Still hearing from people that should know better (eg MPH), that they are glad they finally got it and got that over with, and they likely did not catch the ba.5.
And then there’s this, people with previous infection of common endemic coronavirus that are showing pre-existing immunity to covid 19: https://www.cell.com/cell-host-micro...elatedArticles
There were people who had OG rona (Wuhan-1) who then got Alpha or Beta or Gamma, and then got Delta. We had that data mid 2021. Any vestiges of the concept of 'getting it over with' should with the Omicron B.1 reinfection data out of South Africa at the end of 2021. That subvariants are escaping other subvariants calls into question the meaning of term variant.
Anyone still thinking it COVID is one-and-done, well... hope they got the flu over with too!
Attachment 422260
As was said, therapeutics, vaccines, and cumulative immunity have largely remove the severe disease and pandemic impact threats. We have a still-rapidly-evolving unbelievably fit and transmissible airborne respiratory virus transitioning into the worlds most prevalent endemic respiratory infectious disease. How frustrating... but it is the world we find ourselves in.
I intend to minimize my chance and frequency of infection until folks like whomper's precious SIL are swimming across pools. So far very few in my circle have been infected. If I take that as 5% over 2.5 years, that's about 50-50 for one or more infections during the remainder of my life. A lot of people will get Covid but not everyone. A lot of people will get Covid many times.

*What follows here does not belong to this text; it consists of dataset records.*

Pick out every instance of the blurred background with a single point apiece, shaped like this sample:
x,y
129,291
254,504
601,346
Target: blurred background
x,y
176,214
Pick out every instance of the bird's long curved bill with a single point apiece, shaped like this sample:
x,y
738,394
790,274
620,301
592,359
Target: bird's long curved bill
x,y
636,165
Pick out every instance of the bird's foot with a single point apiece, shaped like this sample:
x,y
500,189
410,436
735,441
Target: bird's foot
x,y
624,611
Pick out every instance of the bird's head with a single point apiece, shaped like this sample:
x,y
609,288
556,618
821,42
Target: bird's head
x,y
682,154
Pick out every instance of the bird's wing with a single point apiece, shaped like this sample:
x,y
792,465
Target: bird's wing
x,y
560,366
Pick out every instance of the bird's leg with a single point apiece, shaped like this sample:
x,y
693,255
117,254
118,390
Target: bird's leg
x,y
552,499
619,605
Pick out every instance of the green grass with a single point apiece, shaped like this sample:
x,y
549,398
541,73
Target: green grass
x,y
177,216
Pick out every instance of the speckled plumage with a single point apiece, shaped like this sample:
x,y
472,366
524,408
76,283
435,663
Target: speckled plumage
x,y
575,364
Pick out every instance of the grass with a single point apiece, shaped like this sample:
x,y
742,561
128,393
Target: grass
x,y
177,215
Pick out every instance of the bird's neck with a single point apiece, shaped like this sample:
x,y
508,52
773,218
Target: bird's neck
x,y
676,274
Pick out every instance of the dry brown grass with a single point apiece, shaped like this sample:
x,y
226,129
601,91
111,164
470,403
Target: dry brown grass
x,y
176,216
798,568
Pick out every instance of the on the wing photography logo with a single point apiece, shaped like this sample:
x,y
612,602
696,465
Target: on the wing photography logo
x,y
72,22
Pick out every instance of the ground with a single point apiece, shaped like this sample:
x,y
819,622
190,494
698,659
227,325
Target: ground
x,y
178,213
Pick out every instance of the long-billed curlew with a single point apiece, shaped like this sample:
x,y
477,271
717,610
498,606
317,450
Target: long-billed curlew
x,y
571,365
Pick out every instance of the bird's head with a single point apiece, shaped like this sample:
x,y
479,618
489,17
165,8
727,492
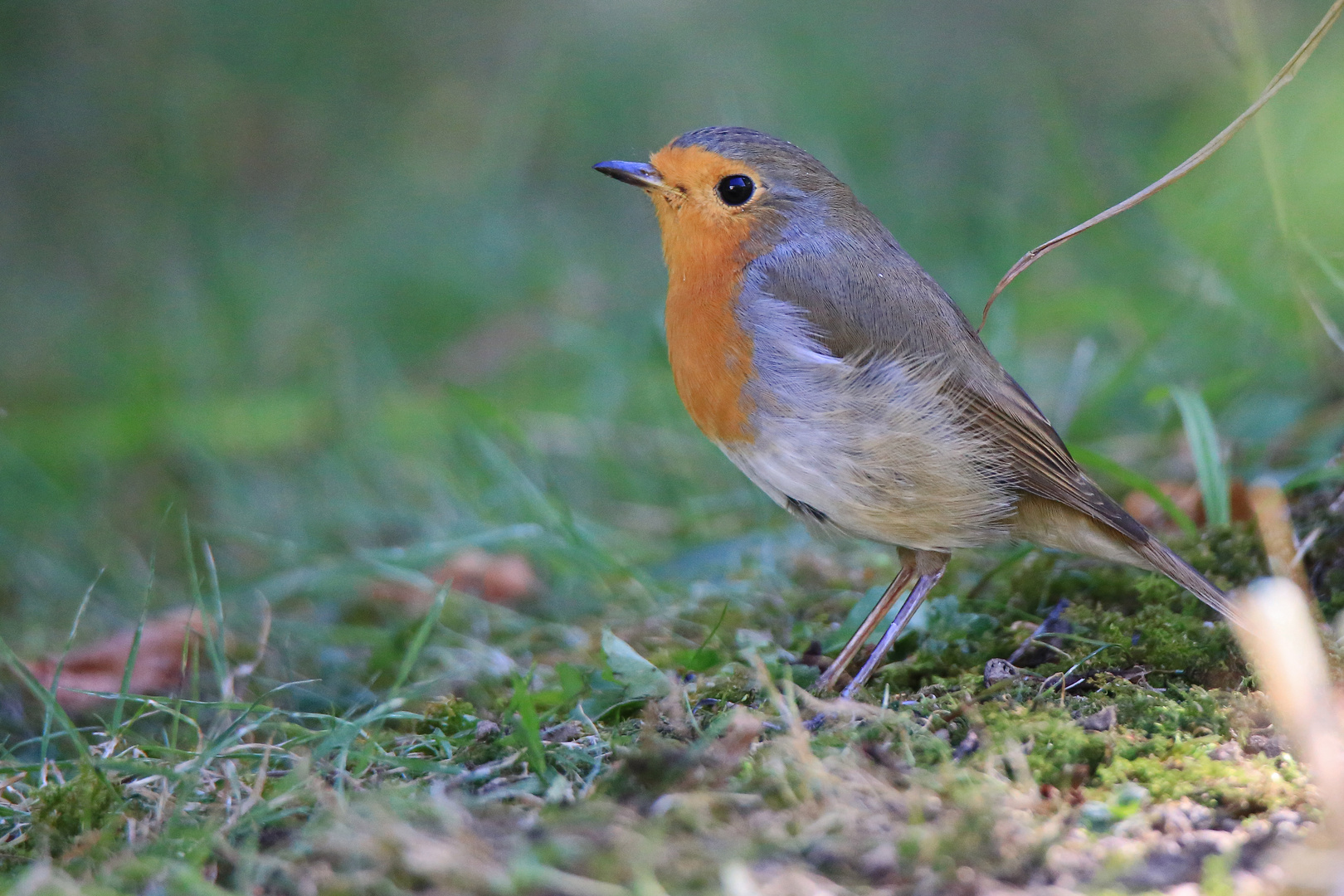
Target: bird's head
x,y
730,191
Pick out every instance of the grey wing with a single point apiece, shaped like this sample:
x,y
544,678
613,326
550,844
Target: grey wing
x,y
884,304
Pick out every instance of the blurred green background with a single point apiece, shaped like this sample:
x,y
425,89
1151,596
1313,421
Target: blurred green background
x,y
335,277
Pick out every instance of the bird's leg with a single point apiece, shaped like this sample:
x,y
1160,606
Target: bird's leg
x,y
884,603
923,587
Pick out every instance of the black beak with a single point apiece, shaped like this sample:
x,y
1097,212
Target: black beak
x,y
636,173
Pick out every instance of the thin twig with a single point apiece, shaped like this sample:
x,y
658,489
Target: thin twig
x,y
1277,84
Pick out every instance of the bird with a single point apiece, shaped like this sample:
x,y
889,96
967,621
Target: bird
x,y
823,360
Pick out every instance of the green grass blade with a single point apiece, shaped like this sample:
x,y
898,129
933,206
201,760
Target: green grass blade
x,y
530,723
130,666
1137,481
47,699
216,631
61,665
417,644
1203,448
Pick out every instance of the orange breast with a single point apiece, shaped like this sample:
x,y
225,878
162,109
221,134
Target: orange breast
x,y
710,353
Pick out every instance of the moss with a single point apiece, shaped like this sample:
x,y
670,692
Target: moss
x,y
1239,789
65,813
1059,751
1160,635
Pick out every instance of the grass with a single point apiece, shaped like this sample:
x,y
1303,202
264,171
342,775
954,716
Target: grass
x,y
675,748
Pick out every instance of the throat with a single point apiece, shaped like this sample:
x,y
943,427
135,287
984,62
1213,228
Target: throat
x,y
710,353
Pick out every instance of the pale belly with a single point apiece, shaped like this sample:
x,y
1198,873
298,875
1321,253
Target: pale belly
x,y
878,455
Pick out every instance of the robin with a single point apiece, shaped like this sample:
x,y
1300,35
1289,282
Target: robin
x,y
840,377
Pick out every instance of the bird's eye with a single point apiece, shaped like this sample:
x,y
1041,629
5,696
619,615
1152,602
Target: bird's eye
x,y
735,190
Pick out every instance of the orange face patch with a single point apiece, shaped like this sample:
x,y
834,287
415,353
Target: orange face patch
x,y
704,247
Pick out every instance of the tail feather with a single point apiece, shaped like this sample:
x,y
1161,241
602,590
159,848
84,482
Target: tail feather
x,y
1164,561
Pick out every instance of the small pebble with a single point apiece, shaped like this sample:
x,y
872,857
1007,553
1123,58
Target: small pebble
x,y
1101,720
999,670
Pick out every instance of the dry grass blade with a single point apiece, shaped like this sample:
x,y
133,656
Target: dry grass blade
x,y
1277,84
1276,531
1285,649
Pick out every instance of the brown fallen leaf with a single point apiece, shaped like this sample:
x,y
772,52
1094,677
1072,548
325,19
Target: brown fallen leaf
x,y
101,665
504,578
1187,497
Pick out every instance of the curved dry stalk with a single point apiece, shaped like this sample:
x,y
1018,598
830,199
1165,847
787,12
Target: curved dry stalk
x,y
1277,84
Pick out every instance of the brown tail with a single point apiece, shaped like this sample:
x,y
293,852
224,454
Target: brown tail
x,y
1183,574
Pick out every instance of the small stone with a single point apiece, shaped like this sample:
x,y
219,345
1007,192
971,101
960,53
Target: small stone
x,y
562,733
969,744
1101,720
1268,744
879,861
999,670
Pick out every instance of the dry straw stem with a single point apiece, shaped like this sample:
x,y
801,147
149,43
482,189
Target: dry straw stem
x,y
1283,645
1276,529
1277,84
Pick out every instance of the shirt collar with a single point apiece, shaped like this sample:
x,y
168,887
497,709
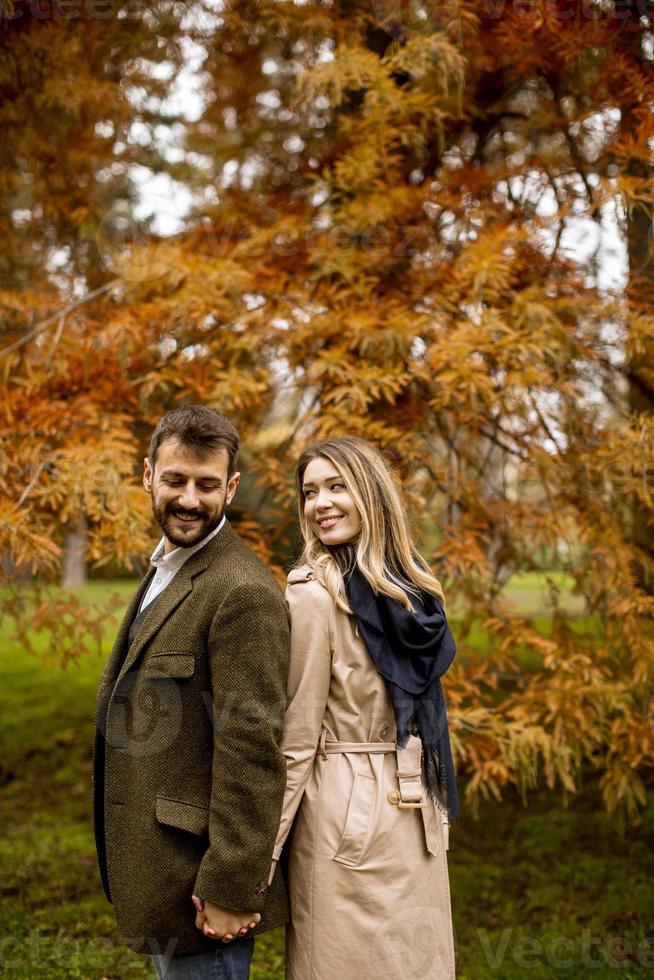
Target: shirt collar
x,y
175,559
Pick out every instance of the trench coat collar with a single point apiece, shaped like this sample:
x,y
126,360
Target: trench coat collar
x,y
163,606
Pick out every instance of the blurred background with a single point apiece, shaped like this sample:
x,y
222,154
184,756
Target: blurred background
x,y
429,224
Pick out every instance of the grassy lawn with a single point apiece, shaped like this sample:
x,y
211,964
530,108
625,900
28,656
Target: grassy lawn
x,y
538,892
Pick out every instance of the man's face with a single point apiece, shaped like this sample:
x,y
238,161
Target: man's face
x,y
189,493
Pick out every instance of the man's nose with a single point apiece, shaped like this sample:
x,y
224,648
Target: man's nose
x,y
189,497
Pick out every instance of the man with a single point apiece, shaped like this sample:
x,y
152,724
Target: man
x,y
188,774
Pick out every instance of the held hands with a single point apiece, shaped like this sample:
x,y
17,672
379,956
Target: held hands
x,y
220,923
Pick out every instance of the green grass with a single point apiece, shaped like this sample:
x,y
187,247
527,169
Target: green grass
x,y
528,885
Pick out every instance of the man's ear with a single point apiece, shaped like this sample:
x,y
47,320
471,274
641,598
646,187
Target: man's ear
x,y
231,487
148,475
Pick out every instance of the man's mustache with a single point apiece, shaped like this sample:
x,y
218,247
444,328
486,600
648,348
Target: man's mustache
x,y
179,512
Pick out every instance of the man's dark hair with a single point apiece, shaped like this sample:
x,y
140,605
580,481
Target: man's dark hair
x,y
199,429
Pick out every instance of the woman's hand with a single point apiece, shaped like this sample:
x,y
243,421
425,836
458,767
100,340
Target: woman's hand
x,y
220,923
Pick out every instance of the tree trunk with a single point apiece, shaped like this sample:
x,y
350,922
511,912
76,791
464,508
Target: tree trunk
x,y
74,570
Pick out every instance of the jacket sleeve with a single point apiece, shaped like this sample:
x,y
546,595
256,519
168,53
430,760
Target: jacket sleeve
x,y
248,652
311,610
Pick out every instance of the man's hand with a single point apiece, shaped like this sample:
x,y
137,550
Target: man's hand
x,y
220,923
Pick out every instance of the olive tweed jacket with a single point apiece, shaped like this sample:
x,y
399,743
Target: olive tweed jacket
x,y
188,773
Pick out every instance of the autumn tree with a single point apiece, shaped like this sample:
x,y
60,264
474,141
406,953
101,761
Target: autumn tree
x,y
388,253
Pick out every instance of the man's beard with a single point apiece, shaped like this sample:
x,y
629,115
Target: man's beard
x,y
164,514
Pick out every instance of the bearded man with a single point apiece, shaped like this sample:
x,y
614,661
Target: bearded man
x,y
188,773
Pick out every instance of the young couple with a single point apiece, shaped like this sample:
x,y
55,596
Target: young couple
x,y
223,745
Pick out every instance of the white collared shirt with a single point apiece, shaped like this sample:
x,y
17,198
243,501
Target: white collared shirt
x,y
168,565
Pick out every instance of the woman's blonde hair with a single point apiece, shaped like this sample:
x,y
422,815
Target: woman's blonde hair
x,y
384,550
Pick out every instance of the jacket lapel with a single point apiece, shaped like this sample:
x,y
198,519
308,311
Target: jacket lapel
x,y
173,595
117,654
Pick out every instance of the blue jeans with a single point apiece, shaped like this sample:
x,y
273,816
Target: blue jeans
x,y
228,961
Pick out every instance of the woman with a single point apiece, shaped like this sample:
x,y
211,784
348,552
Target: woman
x,y
370,781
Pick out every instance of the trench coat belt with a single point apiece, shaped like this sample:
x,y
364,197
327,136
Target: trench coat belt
x,y
409,795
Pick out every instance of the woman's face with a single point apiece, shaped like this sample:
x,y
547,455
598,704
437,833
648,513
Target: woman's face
x,y
328,507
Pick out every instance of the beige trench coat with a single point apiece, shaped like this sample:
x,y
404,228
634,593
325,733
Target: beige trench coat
x,y
368,875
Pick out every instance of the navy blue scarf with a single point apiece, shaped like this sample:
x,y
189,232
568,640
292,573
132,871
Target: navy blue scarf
x,y
412,651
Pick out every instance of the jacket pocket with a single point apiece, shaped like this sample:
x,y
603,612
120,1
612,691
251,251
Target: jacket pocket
x,y
177,665
352,845
192,817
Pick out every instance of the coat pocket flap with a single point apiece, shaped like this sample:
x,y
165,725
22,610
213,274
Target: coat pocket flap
x,y
185,816
169,665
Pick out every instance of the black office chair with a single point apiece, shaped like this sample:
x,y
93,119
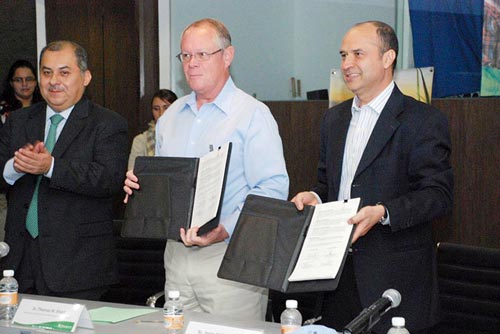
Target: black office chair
x,y
141,271
469,289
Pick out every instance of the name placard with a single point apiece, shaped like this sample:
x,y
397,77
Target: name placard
x,y
195,327
52,316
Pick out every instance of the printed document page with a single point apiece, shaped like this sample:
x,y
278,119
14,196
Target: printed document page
x,y
209,183
326,241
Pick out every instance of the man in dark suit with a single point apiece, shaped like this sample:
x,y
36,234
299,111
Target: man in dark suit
x,y
394,153
59,216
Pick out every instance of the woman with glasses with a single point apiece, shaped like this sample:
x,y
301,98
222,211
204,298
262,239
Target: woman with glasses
x,y
144,143
21,88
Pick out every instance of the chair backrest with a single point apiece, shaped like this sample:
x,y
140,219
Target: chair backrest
x,y
140,266
469,289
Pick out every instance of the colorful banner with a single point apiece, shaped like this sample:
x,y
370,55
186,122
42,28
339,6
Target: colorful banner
x,y
490,74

Yeah, I think the take that everyone will get it is a self-fulfilling prophecy. It's like saying "oh well, there's nothing we can do"
Some people have never had old fashioned influenza. Some people haven't had food poisoning. It's possible to visit Mexico or India and not get Montezuma/Delhi Belly.
The odds aren't in your favor, but neither is the lottery, or getting drafted by a pro team, or acting in a Hollywood movie, or making a scientific breakthrough. Fatalism guarantees bad outcomes.